Sally Maxwell has been working with scratchboard for close to 45 years. Shown in galleries throughout the United States, her work is renowned by private and corporate collectors for its ability to capture the beauty and emotion of the wildlife and the natural world. Since childhood, Sally has found inspiration in animals and her own colorful garden; each piece is like a snapshot of the intensity that nature can possess in its quiet moments. Sally’s work tells stories and suggests relationships through subtle details such as the way two creatures lock eyes or snuggle next to each other.

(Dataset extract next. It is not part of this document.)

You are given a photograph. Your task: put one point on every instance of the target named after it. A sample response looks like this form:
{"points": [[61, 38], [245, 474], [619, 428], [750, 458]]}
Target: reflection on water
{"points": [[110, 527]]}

Sally has helped to define scratchboard as a fine art medium; using similar techniques to etching or engraving, scratchboard originally was used for magazine illustration and for products in catalogs. Working with scratchboard allows Sally to layer up rich, deep colors and capture minute details, and her innovation and experimentation with new tools has given her the ability to produce a softer, less linear technique.